Mesmo assim, sob temperatura de 10ºC, autoridades dos dois países se reuniram no ponto exato de conexão da estrutura de 1.294 m de extensão sobre o rio Paraguai.
A celebração informal marcou o avanço simbólico da Rota Bioceânica, que promete reduzir em até 17 dias o caminho das exportações brasileiras até os mercados asiáticos, pelo oceano Pacífico. Na prática, olhando para as duas extremidades da Ponte Internacional da Integração, o que se nota é o descompasso da obra.

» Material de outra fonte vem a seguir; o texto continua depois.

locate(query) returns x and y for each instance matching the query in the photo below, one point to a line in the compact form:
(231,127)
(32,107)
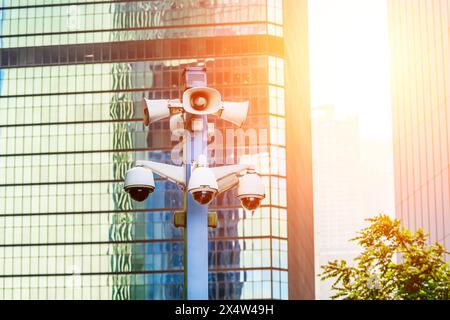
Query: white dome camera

Ponte Bioceânica em Porto Murtinho, no rio Paraguai, Mato Grosso do Sul - Reprodução /Prefeitura de Porto Murtinho no Facebook
No lado brasileiro, ainda falta o acesso de 13,1 quilômetros da BR-267 até a ponte, obra que depende de cerca de R$ 250 milhões para ser concluída, verba que não consta no Orçamento. No outro extremo, a pavimentação dos 3,8 quilômetros até a rodovia PY-15 está em execução.